Wash a duck - and another

The organizers of the Rubber Duck Regatta hope to dump as many as 100,000 rubber ducks into the Ohio River on Sunday afternoon, aiming to raise half a million dollars for the FreeStore/FoodBank.

The next day, volunteers will gather for a less glamorous duty - washing river grime off the ducks.

Procter & Gamble Co. joined the event as a sponsor this year and will provide the Dawn dishwashing liquid to wash the ducks, Regatta spokeswoman Barb Eickmeyer said.

P&G has a natural connection because it already has a program that uses Dawn to save ducks - real ones - from oil spills.

"If they're saving real ducks, this is another way to highlight that," Eickmeyer said.

For more information on the Regatta, visit www.freestorefoodbank.org/regatta.html.

"Deep trouble"

It's been one blow after another this year for WVXU-FM 91.7 and other public radio stations.

Subsidies from the state of Ohio have gone down $59,000, or more than 40 percent, in the last two years. And fees to National Public Radio and other programming networks have gone up more than 11 percent, adding another $37,000 to the expense side.

As WVXU starts its semi-annual pledge drive Sept. 8, it's sounding the alarm to contributors: more money needed.

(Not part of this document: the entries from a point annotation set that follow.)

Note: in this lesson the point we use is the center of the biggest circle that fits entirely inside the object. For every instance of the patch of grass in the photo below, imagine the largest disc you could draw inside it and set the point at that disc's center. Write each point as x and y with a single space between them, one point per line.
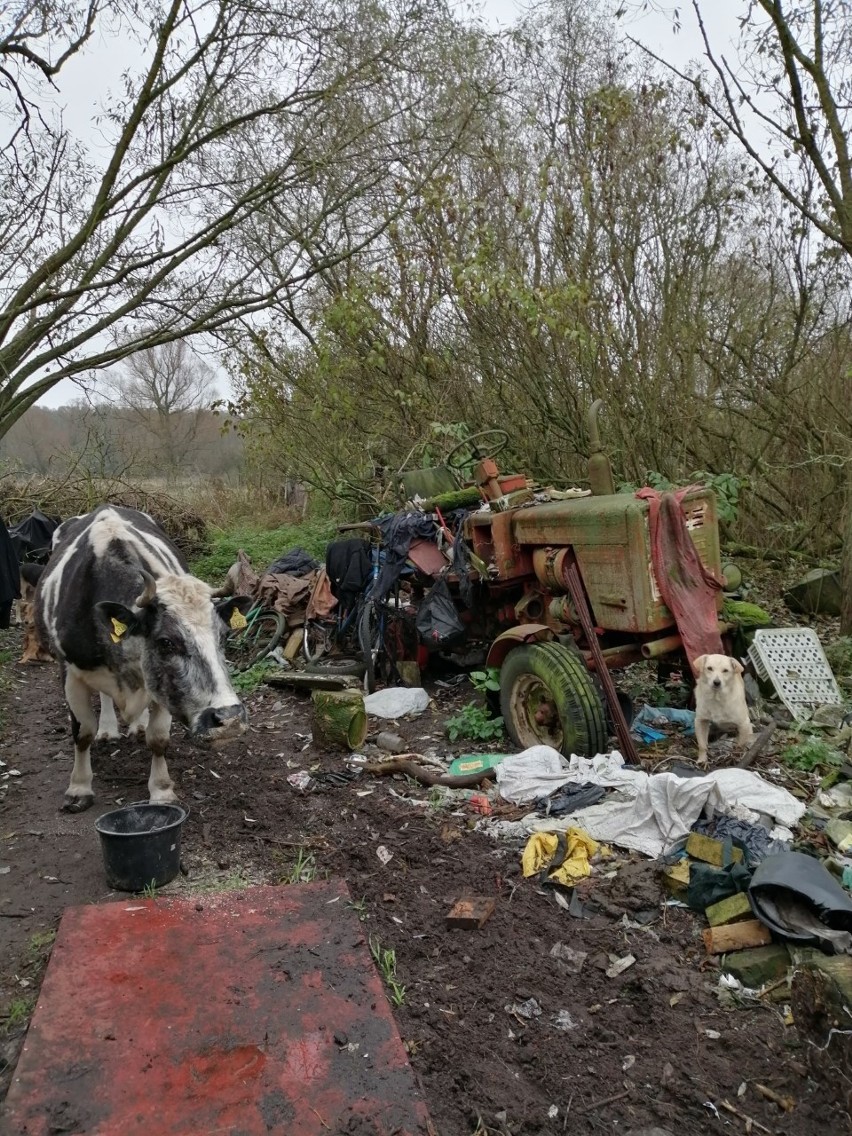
840 656
386 962
302 869
261 545
40 944
811 753
476 723
19 1010
247 682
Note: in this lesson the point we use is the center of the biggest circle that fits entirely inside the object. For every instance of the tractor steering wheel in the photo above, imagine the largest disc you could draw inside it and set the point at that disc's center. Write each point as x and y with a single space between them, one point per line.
472 452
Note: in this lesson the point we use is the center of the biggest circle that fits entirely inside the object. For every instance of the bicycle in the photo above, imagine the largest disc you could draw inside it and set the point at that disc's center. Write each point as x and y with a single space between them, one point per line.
359 629
255 638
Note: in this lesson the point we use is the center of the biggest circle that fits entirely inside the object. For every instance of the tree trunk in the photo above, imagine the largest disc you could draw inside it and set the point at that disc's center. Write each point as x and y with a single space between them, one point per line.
846 560
339 719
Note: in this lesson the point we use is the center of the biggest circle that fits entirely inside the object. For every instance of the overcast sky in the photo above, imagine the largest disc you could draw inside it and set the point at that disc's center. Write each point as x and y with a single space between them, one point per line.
88 77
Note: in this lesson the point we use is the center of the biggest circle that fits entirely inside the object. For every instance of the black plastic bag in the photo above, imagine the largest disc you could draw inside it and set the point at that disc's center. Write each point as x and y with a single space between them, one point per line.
437 620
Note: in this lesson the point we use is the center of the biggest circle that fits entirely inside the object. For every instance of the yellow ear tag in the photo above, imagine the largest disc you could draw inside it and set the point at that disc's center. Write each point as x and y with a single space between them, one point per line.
118 629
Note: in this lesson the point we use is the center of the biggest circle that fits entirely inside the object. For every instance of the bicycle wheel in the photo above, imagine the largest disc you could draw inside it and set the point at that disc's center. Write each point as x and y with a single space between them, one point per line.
255 642
369 638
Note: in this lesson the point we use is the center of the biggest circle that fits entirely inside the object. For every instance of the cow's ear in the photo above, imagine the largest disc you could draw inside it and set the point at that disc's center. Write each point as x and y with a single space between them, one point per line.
119 619
232 611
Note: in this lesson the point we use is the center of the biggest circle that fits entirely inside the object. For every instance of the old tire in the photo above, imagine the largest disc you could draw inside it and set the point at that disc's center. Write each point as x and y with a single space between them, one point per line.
548 698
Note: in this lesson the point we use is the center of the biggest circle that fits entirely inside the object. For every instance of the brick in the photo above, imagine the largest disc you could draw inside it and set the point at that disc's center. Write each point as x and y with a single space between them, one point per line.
710 850
470 912
735 936
731 910
837 969
760 966
676 879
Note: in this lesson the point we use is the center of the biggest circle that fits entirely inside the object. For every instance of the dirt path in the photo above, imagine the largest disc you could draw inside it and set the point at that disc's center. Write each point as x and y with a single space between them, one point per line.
650 1046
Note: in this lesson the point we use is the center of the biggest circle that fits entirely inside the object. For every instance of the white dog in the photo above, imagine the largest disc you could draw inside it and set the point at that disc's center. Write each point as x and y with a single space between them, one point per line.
719 700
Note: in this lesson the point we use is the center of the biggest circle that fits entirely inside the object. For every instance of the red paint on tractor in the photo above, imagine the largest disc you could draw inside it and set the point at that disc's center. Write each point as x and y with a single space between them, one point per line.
252 1012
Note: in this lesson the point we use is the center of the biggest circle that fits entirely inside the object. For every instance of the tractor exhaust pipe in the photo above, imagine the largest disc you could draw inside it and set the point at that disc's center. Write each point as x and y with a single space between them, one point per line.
600 472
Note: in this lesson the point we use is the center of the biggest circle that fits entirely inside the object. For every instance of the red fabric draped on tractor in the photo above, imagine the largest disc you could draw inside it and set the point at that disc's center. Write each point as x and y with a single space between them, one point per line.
687 587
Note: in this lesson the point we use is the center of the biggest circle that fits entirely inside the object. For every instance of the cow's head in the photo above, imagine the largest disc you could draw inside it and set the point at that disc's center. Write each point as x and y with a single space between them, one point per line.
175 633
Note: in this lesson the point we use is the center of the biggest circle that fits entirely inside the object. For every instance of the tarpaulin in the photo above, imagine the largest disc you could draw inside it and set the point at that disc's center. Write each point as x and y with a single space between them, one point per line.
686 586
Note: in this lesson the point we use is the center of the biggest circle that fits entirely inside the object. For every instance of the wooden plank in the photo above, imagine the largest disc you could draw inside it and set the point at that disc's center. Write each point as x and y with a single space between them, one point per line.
731 910
710 850
736 936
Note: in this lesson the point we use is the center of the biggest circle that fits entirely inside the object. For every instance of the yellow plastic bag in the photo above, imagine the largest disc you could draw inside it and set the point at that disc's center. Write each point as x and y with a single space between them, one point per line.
542 848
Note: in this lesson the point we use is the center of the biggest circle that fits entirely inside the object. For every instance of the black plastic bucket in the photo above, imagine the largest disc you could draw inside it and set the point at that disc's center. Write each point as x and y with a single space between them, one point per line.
141 845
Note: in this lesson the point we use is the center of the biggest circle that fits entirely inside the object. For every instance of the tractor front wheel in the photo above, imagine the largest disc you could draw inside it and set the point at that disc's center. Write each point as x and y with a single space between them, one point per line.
548 698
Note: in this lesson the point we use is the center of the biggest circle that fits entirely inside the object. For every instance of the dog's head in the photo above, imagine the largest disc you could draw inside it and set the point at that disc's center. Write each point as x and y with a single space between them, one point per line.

"To put it starkly, all of us are in deep trouble," radio director Jim King wrote in an advertisement in this month's Cincinnati Magazine, which was paid for in traded time. "... Over 100,000 listeners each week tune into WVXU, but only about 9,000 are members.

"I am personally begging those who listen but have not yet joined to do so."

In an interview, King was less dramatic but no less insistent.

"We're OK," he said. "We'll get by this fiscal year."